Mengapa 2015 adalah Tahun Terhebat Saya?




Langit sore Brunswick di ujung 2015 (Ahmad Syam)

Pukul 22 lewat beberapa menit. Sekira dua jam lagi pergantian waktu. Perbincangan riang dan tawa lepas muda-mudi terdengar ramai dari halaman belakang tetangga sebelah rumah. Suara mereka berbaur dengan musik berirama cha cha yang mengalun semenjak sore tadi. Suhu udara yang mulai menurun dari titik 39 ke 28 derajat celcius tentu membuat semakin nyaman melepas 2015 dan menyambut 2016.

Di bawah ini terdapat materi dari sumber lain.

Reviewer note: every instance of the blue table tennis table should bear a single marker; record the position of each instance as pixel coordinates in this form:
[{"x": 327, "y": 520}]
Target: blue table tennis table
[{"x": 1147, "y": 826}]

Seperti kopi dalam cangkir saya yang hanya cukup sekali sruput, kalender 2015 yang selama setahun menggantung di dinding kini berada di ujung masa. Meski demikian, lembaran-lembarannya seperti akan terekam kuat di pikiran saya. Lembaran-lembarannya akan terkenang abadi dalam ingatan saya. Demikianlah, sehingga saya menyebut 2015 adalah tahun terhebat dalam kehidupan saya.

Kisahnya mulai persis di lembaran pembuka, Januari. Dua perpisahan yang tidak sempat saya saksikan. Paman saya di Makassar meninggal karena sakit  dan bapak mertua saya di Salatiga juga berpulang dua minggu kemudian. Saya seperti terpenjara duka tanpa bisa melepaskan diri karena batasan ruang  dan batasan-batasan lainnya.

Rupanya dua perpisahan di atas adalah intro untuk  skenario perpisahan yang paling dahsyat buat saya. Pada lembaran keempat, April, anak lelaki saya yang ikut ibunya ke Makassar dikabarkan tiada. Kabar yang menyentak saya di sela-sela persiapan menjemputnya kembali ke Melbourne seminggu ke depan. Meski saya masih sempat melepas dia ke rumah terakhirnya, namun saya tidak menyaksikannya pergi.

Kepergian anak lelaki itu membawa hampir separuh harapan hidup saya. Banyak rencana-rencana menjadi buyar. Banyak air menggantung di kelopak mata saya yang bisa jatuh kapan saja. Jika pun tubuh saya berada di keramaian, pikiran saya bersemayam di bawah rindang pohon asam tempat dia tertidur pulas.

Sudah cukupkah perpisahan-perpisahan itu? Lembaran-lembaran berikutnya telah menentukannya. Dua orang bibi dan seorang kakak juga meninggal tanpa saya saksikan. Ketiga dari mereka memang sempat saya temui ketika pulang seminggu ke Makassar, tetapi sekembali ke Melbourne kabar duka silih berganti mengabarkan ketiganya berpulang.

Pelangi melayang di Brunswick (Ahmad Syam)

Apa kuasa saya atas peristiwa-peristiwa perpisahan di atas? Saya tidak memiliki daulat apa pun. Namun satu hal, saya belajar lebih banyak tentang keikhlasan dan kesabaran. Peristiwa-peristiwa tersebut adalah bacaan  best seller yang saya temukan dalam toko buku kehidupan. Bahwa, hanya Dia yang paling berdaulat dalam semesta ini, hanya Tuhan. Demikianlah, sehingga saya menyebut 2015 adalah tahun terhebat dalam kehidupan saya.